A third reason for the decline of anti-Semitism is surely knowledge of the massive judeocide perpetrated by the Nazi regime during the War. Anti-Semitism in the context of the War had no proper place in what was presented as a crusade against fascism, and then in the crusade against the so-called international Communist conspiracy. It is noteworthy that during the Rosenberg affair anti-Semitism seemingly played no essential role. The judge who railroaded the unfortunate couple was Jewish himself. Even the demagogic populist Joseph McCarthy cannot be accused; McCarthy’s chief council, Roy Cohn, was also Jewish.
It appears that the new Red Scare—the anti-communist witch hunts and then (after February 1950) Joseph McCarthy’s adventures—were important in the formation of what would become a new consensus. The waning of anti-Semitism in the United States was an important element of the new political consensus.

Yet another reason for the weakening of anti-Semitism in the United States can be mentioned. It is possible that the use of atomic bombs against the Japanese population also contributed to the waning of anti-Semitism. President Truman may not have lost sleep over the instant obliteration of hundreds of thousands of human lives, but for many ordinary people it was not so easy. Did the emphasis on the crimes of the Nazis have a therapeutic, and even diversionary effect in the United States in the wake of Hiroshima and Nagasaki (not to speak of the fire bombing of Tokyo and Dresden)? One horror, the “Holocaust,” may have helped to erase the others from public scrutiny and popular consciousness. Overall, the idea of a Jewish state in Palestine may have benefited from this conjuncture of events.
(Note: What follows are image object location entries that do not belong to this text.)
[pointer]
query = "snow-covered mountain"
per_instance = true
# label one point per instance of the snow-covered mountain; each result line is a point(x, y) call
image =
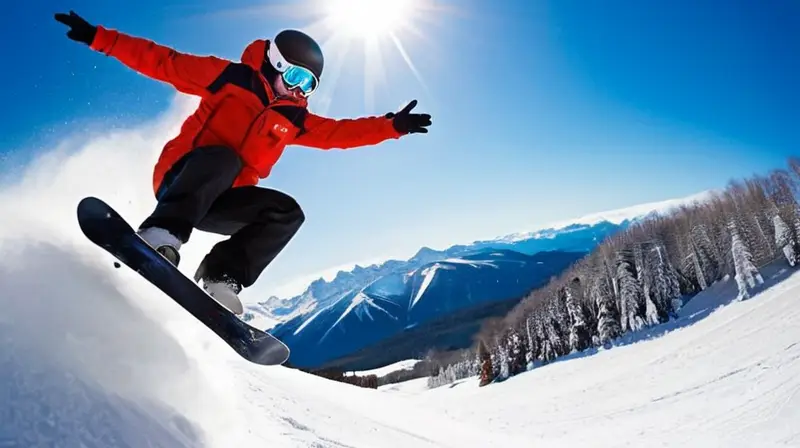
point(403, 314)
point(579, 234)
point(111, 363)
point(322, 293)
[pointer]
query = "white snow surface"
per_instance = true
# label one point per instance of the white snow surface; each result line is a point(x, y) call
point(406, 364)
point(94, 356)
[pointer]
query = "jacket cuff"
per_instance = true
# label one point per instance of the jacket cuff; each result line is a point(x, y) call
point(104, 40)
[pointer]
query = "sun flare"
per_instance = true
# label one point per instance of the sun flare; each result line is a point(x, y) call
point(371, 27)
point(370, 19)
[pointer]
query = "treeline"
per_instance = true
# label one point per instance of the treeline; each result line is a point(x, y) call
point(423, 368)
point(640, 277)
point(368, 381)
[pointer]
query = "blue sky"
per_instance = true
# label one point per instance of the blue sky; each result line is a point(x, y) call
point(542, 111)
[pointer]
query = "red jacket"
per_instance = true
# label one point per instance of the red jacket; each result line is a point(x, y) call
point(238, 107)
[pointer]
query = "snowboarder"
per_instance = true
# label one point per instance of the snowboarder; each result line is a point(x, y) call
point(206, 177)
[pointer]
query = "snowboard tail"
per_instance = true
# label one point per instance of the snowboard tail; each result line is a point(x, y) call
point(106, 228)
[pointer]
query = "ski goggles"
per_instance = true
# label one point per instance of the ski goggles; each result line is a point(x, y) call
point(293, 76)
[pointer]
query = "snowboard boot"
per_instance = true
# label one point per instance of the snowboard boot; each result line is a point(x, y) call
point(222, 288)
point(163, 242)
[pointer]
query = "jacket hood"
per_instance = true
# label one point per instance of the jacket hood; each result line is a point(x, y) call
point(255, 56)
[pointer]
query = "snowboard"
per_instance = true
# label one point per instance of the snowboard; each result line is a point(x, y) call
point(106, 228)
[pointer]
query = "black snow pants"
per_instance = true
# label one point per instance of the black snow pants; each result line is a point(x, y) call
point(197, 193)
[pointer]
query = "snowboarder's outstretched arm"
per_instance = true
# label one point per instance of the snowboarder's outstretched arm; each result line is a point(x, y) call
point(327, 133)
point(187, 73)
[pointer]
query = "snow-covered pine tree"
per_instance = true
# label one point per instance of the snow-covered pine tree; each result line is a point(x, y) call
point(485, 360)
point(579, 338)
point(643, 276)
point(533, 343)
point(631, 296)
point(608, 327)
point(665, 288)
point(784, 240)
point(707, 253)
point(746, 272)
point(692, 265)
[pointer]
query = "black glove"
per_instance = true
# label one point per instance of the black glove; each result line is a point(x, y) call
point(408, 123)
point(80, 30)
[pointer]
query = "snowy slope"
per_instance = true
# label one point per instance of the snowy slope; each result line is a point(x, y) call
point(322, 293)
point(731, 378)
point(94, 357)
point(440, 304)
point(578, 234)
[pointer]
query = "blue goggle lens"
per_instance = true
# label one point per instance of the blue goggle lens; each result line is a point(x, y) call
point(296, 76)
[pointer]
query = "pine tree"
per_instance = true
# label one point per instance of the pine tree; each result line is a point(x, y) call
point(630, 291)
point(579, 339)
point(485, 360)
point(608, 327)
point(784, 240)
point(746, 272)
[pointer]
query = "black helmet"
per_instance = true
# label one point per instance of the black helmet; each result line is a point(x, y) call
point(299, 48)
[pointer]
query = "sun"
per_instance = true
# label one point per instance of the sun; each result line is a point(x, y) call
point(370, 19)
point(377, 28)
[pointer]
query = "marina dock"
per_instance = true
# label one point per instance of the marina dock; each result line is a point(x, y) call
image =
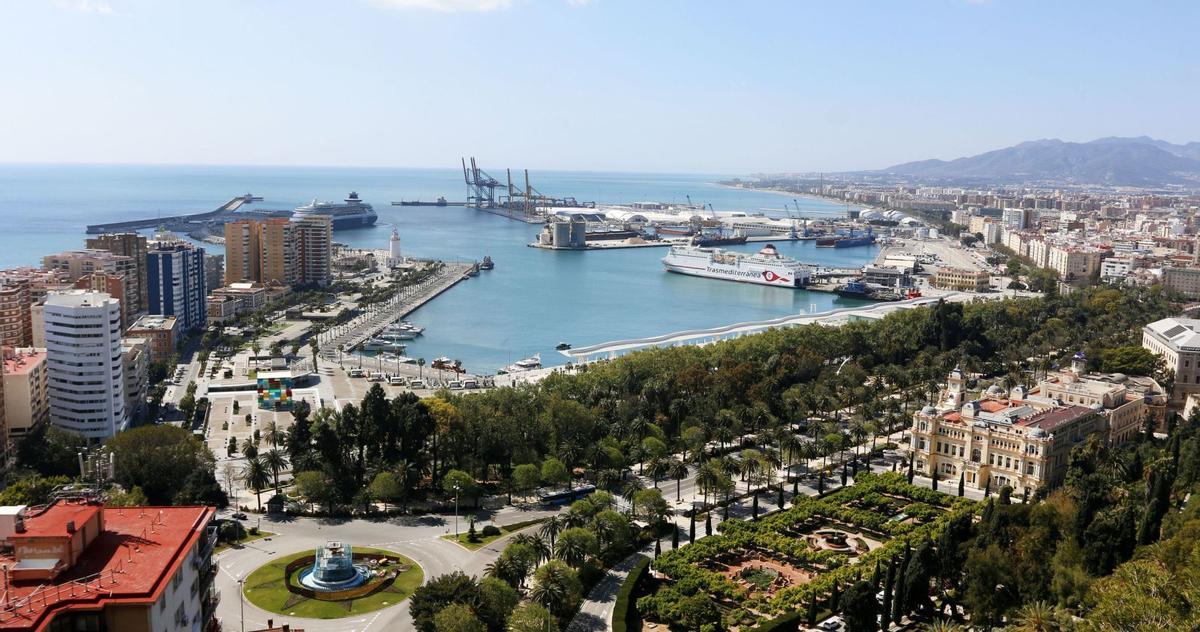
point(231, 206)
point(378, 316)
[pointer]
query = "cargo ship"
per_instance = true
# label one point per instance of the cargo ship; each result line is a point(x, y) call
point(763, 268)
point(352, 212)
point(847, 241)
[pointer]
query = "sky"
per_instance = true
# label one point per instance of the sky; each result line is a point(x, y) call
point(707, 86)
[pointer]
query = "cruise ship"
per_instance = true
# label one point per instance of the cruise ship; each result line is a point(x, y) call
point(765, 268)
point(352, 212)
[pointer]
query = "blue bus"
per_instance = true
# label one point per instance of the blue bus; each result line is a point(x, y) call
point(559, 497)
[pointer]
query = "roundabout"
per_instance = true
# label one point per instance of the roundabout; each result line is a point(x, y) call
point(333, 582)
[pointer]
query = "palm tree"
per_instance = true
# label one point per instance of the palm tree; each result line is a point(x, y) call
point(271, 433)
point(943, 625)
point(275, 459)
point(678, 470)
point(551, 528)
point(571, 551)
point(553, 588)
point(1036, 617)
point(708, 479)
point(257, 476)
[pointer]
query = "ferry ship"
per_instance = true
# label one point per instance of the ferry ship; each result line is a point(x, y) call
point(765, 268)
point(352, 212)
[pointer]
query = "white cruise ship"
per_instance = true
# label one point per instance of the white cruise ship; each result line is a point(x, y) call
point(352, 212)
point(765, 268)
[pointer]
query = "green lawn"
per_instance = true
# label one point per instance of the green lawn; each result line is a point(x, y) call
point(222, 546)
point(487, 540)
point(265, 589)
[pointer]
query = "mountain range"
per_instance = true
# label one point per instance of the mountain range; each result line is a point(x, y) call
point(1115, 161)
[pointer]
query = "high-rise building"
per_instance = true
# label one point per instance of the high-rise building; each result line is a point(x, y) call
point(214, 270)
point(243, 252)
point(16, 319)
point(126, 245)
point(85, 368)
point(177, 283)
point(78, 264)
point(280, 252)
point(316, 236)
point(25, 403)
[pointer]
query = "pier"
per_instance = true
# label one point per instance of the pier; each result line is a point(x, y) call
point(231, 206)
point(708, 336)
point(355, 332)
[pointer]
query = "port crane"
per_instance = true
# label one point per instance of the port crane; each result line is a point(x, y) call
point(481, 192)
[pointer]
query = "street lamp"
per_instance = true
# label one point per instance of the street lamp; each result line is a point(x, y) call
point(241, 601)
point(456, 512)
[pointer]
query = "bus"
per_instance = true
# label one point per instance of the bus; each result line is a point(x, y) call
point(561, 497)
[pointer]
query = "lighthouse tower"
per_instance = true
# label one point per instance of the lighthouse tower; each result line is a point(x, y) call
point(394, 258)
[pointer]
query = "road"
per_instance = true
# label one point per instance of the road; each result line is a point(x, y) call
point(418, 537)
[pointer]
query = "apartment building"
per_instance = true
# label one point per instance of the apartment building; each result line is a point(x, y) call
point(126, 245)
point(78, 264)
point(177, 283)
point(243, 252)
point(1185, 281)
point(136, 369)
point(25, 401)
point(85, 377)
point(315, 234)
point(961, 280)
point(161, 333)
point(1072, 262)
point(76, 563)
point(1177, 342)
point(16, 318)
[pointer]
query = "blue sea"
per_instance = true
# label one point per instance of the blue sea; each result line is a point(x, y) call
point(533, 300)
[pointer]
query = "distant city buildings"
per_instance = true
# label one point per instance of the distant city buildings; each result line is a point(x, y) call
point(280, 251)
point(1177, 342)
point(85, 368)
point(177, 283)
point(24, 387)
point(1023, 437)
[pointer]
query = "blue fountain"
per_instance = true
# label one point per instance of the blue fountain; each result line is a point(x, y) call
point(334, 570)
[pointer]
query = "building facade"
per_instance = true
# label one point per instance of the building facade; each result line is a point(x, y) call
point(1177, 342)
point(126, 245)
point(177, 283)
point(316, 236)
point(85, 371)
point(25, 401)
point(960, 280)
point(16, 316)
point(161, 333)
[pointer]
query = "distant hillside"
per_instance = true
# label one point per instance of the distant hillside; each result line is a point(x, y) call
point(1140, 161)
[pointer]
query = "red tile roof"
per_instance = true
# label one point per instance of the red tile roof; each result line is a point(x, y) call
point(130, 561)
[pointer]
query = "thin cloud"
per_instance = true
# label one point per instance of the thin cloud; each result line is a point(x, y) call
point(445, 6)
point(85, 6)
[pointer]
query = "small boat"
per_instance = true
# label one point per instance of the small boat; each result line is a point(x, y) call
point(384, 344)
point(528, 363)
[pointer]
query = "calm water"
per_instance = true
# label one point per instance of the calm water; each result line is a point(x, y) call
point(533, 300)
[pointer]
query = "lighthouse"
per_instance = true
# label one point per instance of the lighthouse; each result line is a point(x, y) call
point(394, 258)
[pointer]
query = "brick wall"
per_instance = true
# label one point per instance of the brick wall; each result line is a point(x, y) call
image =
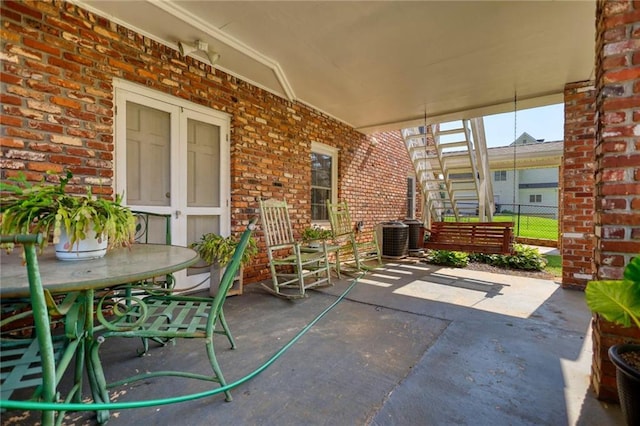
point(58, 64)
point(577, 185)
point(617, 180)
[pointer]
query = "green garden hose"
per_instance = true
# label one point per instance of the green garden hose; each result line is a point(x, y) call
point(59, 406)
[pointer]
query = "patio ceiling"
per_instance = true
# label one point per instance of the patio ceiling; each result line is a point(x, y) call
point(383, 65)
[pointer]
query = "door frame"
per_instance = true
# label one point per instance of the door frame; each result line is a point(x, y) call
point(180, 110)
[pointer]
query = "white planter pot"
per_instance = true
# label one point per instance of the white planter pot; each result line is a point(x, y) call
point(89, 248)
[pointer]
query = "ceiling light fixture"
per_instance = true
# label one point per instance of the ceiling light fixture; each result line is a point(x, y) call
point(199, 46)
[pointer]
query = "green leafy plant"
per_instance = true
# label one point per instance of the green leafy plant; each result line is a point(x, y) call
point(617, 301)
point(456, 259)
point(214, 248)
point(48, 209)
point(314, 233)
point(524, 257)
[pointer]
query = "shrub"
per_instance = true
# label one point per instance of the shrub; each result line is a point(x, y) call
point(456, 259)
point(524, 257)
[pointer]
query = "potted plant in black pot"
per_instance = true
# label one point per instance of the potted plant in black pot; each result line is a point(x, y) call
point(81, 226)
point(217, 252)
point(618, 301)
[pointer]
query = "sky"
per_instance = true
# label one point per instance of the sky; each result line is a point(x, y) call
point(542, 123)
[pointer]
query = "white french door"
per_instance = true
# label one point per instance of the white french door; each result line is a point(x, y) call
point(172, 157)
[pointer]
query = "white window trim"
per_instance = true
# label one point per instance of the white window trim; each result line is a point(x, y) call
point(321, 148)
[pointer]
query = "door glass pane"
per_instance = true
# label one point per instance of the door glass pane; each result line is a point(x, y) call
point(148, 156)
point(203, 164)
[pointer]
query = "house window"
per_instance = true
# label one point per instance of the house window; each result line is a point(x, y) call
point(411, 197)
point(500, 175)
point(324, 180)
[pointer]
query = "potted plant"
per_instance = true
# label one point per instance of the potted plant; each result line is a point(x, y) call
point(618, 301)
point(313, 234)
point(68, 220)
point(217, 252)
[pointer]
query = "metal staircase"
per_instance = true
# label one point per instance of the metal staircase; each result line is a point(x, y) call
point(452, 168)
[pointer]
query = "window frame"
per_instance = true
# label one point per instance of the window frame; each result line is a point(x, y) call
point(320, 148)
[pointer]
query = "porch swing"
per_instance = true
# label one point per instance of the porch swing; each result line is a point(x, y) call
point(474, 237)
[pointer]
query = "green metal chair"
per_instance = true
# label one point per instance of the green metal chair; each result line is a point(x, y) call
point(291, 267)
point(352, 252)
point(167, 317)
point(32, 356)
point(154, 228)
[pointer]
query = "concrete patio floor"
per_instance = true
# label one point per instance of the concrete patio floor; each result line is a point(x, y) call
point(411, 344)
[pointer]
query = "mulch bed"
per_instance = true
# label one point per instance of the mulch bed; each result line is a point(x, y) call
point(474, 266)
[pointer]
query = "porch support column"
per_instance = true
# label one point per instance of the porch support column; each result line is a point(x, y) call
point(577, 181)
point(617, 180)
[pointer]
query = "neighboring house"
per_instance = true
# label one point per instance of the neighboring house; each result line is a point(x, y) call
point(128, 114)
point(534, 188)
point(524, 176)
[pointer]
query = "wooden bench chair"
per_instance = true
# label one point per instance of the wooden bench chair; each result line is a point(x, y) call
point(352, 252)
point(33, 358)
point(167, 318)
point(293, 270)
point(471, 237)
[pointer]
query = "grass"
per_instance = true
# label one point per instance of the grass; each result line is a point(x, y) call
point(554, 265)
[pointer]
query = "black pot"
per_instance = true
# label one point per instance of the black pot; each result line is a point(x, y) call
point(628, 380)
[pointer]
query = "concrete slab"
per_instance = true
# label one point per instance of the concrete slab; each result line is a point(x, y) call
point(412, 344)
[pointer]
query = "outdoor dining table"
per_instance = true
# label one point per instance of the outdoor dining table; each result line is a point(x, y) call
point(83, 278)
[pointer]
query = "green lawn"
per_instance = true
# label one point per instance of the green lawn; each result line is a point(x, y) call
point(527, 227)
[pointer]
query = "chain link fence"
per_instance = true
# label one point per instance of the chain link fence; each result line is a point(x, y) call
point(531, 220)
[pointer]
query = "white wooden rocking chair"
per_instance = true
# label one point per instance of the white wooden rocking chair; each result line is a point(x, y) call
point(293, 271)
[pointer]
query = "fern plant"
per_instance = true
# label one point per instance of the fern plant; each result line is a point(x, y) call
point(214, 248)
point(48, 209)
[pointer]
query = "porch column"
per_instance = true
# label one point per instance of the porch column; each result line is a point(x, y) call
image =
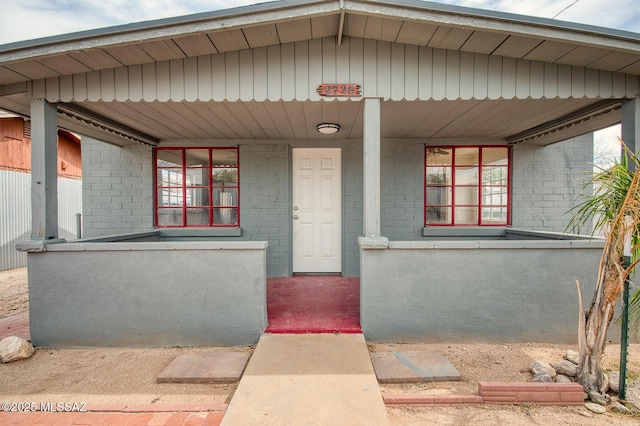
point(44, 170)
point(371, 167)
point(631, 123)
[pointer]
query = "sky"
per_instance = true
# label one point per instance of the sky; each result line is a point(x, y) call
point(30, 19)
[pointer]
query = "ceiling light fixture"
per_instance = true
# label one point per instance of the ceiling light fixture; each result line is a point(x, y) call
point(328, 128)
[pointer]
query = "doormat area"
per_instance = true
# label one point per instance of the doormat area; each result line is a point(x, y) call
point(413, 367)
point(313, 304)
point(205, 367)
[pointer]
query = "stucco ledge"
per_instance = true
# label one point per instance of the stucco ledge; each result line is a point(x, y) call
point(373, 243)
point(38, 246)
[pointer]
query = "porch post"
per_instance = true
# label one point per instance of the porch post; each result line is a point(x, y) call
point(631, 123)
point(371, 167)
point(44, 170)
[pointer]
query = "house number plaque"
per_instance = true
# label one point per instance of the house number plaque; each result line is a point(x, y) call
point(339, 90)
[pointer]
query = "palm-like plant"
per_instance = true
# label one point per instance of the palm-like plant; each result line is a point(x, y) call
point(614, 208)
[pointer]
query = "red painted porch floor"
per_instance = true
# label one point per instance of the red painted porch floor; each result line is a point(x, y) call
point(313, 304)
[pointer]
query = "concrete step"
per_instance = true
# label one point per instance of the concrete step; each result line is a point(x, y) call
point(310, 379)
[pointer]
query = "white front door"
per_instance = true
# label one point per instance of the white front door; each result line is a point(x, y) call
point(317, 210)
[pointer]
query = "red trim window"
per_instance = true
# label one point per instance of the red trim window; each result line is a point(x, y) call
point(467, 186)
point(197, 187)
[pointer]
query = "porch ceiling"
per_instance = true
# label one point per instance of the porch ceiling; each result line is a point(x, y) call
point(402, 21)
point(188, 122)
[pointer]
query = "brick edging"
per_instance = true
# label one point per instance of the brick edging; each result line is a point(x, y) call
point(499, 393)
point(153, 408)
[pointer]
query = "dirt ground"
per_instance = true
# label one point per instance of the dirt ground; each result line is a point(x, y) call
point(128, 376)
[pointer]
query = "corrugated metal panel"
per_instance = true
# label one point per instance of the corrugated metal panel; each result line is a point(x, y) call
point(15, 214)
point(15, 217)
point(69, 205)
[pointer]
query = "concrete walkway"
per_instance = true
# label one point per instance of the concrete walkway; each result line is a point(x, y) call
point(308, 379)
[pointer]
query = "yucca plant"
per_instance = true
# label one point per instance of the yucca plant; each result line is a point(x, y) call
point(614, 209)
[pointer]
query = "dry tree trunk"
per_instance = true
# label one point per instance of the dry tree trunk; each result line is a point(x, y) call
point(594, 322)
point(593, 326)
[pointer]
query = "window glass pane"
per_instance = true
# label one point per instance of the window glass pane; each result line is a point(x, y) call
point(197, 177)
point(439, 157)
point(197, 217)
point(494, 215)
point(494, 175)
point(169, 197)
point(438, 175)
point(170, 217)
point(225, 216)
point(208, 177)
point(467, 156)
point(197, 196)
point(439, 215)
point(224, 157)
point(226, 197)
point(466, 176)
point(494, 196)
point(197, 157)
point(169, 157)
point(466, 215)
point(466, 195)
point(495, 156)
point(225, 177)
point(438, 195)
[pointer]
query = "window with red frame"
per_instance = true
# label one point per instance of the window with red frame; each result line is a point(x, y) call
point(196, 187)
point(467, 186)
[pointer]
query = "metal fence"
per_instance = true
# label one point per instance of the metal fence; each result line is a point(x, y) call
point(15, 214)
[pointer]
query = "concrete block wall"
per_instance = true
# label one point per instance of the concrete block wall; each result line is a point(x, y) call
point(265, 200)
point(352, 205)
point(547, 180)
point(402, 190)
point(117, 188)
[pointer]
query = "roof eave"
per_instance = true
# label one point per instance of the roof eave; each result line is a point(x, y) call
point(162, 28)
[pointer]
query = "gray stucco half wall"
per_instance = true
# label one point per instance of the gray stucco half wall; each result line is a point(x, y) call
point(141, 294)
point(492, 291)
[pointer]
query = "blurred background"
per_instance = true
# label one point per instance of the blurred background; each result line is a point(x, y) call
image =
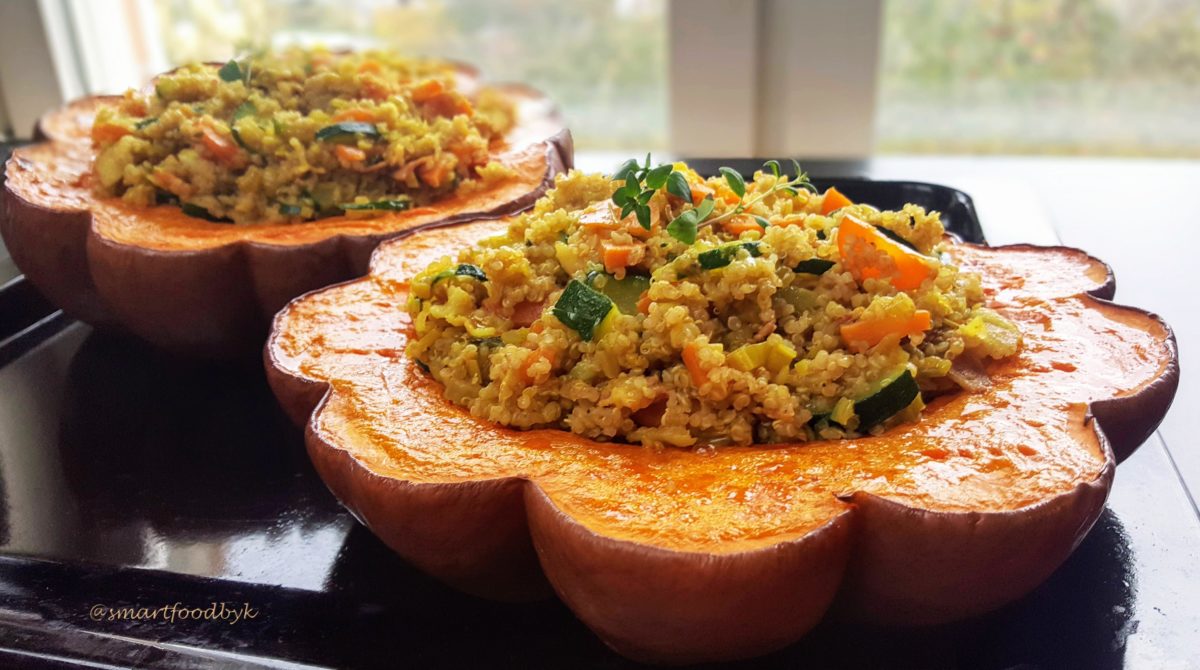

The evolution of beliefs and opinions in this regard is certainly complex. No one factor can account for the important changes that took place during the immediate post-war period. All the factors must be considered pre-conditions for the public support later given to the pro-Israeli orientation of successive U.S. governments. The geopolitical imperatives meant that, firstly, anti-Semitism could not longer be tolerated. Secondly, it meant that opposition to the Zionist state would be confused with anti-Semitism. This was an ideological imperative corresponding to the new global strategy.